Voluntary tax-deferred retirement savings. Cash contributions reduce taxable income dollar-for-dollar (cap S$15,300/yr for Singaporeans, S$35,700 for foreigners). Withdrawals after age 62 are taxed on only 50% of the amount.
The Supplementary Retirement Scheme is a voluntary, tax-deferred savings scheme run by the government and administered through DBS, OCBC, and UOB. You deposit cash; the contribution reduces your taxable income for that Year of Assessment.
Money in SRS can be invested in shares, unit trusts, ETFs, fixed deposits, single-premium insurance, and Singapore Government Securities. Returns within the SRS account are not taxed.
From age 62 (the prevailing statutory retirement age when you opened the account), withdrawals are taxed on only 50% of the amount — the other 50% is tax-free. Spread withdrawals across up to 10 years to keep your taxable amount in low bands.
Singapore Citizens and PRs: S$15,300 per year.
Foreigners: S$35,700 per year.
Caps are calendar-year, not tax-year — you must contribute by 31 December for the relief to count toward that Year of Assessment.
Take a Singapore Citizen earning S$120,000 chargeable income.
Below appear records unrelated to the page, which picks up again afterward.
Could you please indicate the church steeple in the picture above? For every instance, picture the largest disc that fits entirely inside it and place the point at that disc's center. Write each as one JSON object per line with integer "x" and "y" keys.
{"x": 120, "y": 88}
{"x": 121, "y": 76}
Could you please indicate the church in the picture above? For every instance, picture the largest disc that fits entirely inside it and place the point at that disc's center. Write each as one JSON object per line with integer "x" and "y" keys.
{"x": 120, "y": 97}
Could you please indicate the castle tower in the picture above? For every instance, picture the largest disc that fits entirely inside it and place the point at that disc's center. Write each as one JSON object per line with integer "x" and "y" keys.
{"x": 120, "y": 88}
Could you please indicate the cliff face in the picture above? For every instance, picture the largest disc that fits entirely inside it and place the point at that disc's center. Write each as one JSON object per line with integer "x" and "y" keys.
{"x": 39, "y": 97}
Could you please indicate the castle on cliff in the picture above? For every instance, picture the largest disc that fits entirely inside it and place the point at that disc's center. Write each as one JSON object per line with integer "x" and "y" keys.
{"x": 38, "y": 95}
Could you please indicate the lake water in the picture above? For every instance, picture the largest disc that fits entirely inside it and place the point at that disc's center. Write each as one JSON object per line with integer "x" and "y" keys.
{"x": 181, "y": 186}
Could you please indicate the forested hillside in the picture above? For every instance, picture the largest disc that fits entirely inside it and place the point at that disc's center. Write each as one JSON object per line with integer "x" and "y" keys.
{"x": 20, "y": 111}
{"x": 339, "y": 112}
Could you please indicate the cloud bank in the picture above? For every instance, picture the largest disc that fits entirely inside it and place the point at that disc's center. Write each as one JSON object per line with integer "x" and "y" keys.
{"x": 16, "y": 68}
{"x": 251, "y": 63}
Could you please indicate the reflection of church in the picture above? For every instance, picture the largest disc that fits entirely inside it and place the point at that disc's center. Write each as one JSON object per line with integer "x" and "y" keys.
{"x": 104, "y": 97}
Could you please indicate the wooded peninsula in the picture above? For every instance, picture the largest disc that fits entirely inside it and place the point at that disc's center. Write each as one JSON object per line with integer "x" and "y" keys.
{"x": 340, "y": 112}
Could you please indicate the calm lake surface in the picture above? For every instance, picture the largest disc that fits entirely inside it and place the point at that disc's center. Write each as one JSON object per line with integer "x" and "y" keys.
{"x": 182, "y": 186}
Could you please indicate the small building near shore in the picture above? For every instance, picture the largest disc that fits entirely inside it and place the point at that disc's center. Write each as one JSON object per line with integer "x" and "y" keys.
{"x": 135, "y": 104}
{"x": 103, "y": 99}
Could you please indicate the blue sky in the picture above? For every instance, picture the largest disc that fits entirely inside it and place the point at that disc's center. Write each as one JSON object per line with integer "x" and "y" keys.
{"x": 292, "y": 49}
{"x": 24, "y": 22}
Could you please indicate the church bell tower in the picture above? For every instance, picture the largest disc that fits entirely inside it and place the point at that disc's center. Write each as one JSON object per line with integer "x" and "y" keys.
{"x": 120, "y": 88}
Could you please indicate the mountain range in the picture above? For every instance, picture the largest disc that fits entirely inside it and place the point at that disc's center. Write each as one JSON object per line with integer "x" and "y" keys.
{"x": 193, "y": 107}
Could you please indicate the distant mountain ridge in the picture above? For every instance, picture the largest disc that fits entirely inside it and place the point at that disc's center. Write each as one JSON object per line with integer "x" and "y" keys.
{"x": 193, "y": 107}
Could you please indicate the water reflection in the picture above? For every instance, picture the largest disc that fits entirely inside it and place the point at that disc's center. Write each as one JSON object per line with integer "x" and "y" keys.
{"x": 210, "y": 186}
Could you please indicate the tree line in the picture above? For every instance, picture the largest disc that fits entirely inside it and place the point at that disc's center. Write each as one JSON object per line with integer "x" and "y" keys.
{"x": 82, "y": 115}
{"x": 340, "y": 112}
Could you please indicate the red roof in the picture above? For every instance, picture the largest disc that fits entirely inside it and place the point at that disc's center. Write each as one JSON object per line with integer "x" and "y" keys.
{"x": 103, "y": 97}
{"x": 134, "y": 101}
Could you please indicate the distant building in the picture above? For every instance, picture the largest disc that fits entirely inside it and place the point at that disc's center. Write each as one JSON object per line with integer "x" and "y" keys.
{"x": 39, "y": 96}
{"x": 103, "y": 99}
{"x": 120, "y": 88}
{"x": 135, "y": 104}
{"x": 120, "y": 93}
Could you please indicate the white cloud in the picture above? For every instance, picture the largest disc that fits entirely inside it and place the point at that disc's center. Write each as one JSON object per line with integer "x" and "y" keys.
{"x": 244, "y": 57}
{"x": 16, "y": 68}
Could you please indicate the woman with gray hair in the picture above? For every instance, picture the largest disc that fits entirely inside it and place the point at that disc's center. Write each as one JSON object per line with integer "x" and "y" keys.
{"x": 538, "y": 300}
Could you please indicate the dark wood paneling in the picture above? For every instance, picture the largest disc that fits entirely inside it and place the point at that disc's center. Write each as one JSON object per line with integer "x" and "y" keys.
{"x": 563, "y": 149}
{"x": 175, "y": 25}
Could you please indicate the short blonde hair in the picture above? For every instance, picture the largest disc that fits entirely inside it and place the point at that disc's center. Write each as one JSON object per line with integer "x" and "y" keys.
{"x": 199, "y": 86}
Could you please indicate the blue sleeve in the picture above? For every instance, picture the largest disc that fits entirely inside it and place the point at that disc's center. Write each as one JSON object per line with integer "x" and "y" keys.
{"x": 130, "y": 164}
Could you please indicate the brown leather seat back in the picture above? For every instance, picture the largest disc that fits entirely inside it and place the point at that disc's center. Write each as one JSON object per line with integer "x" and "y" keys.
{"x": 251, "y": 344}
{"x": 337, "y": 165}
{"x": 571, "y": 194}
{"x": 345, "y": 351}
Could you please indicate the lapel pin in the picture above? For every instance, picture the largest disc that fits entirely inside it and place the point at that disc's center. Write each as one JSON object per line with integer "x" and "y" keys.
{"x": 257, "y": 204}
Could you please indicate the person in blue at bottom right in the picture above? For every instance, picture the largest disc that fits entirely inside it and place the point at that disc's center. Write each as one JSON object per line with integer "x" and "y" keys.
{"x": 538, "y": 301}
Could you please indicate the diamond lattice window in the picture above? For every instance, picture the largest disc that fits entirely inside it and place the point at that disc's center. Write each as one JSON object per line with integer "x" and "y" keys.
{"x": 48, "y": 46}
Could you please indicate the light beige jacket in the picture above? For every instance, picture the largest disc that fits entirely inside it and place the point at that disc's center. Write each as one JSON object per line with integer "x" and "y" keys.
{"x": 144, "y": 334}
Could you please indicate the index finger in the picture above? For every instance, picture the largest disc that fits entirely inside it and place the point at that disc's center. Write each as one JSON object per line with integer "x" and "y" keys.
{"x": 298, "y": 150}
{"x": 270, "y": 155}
Their marginal tax rate is 15%.
Contributing the maximum S$15,300 to SRS reduces chargeable income to S$104,700, saving them S$2,295 in income tax that year (15% × S$15,300).
Over a 30-year working life, repeating this annual contribution at 15% marginal rate saves S$68,850 in tax — before counting investment growth on the SRS balance.
Don't leave SRS in cash — it earns the bank's default deposit rate (~0.05%). Invest into a diversified portfolio or you'll lose to inflation.
Don't withdraw before age 62 — early withdrawals are taxed on 100% of the amount, plus a 5% penalty.
Don't over-contribute past the cap — the excess earns no tax relief, defeating the entire purpose.
S$15,300/year for Singapore Citizens and PRs. S$35,700/year for foreigners. Contributions must clear by 31 December to count toward that calendar year's tax assessment.
From age 62 (the statutory retirement age when you opened your SRS account). Withdrawals are taxed on only 50% of the amount, spread across up to 10 years. Early withdrawals before 62 are taxed on 100% of the amount plus a 5% penalty.
Yes, into approved instruments: shares, ETFs, unit trusts, fixed deposits, bonds, Singapore Government Securities, and single-premium insurance. SRS funds left in cash earn the bank's default deposit rate (~0.05%), which defeats the purpose. Robo-advisors (Endowus, StashAway, Syfe) accept SRS deposits for diversified portfolios.
No — they're separate. SRS gives its own tax relief on top of CPF contribution relief and the RSTU top-up reliefs. All reliefs together are capped at S$80,000 per Year of Assessment.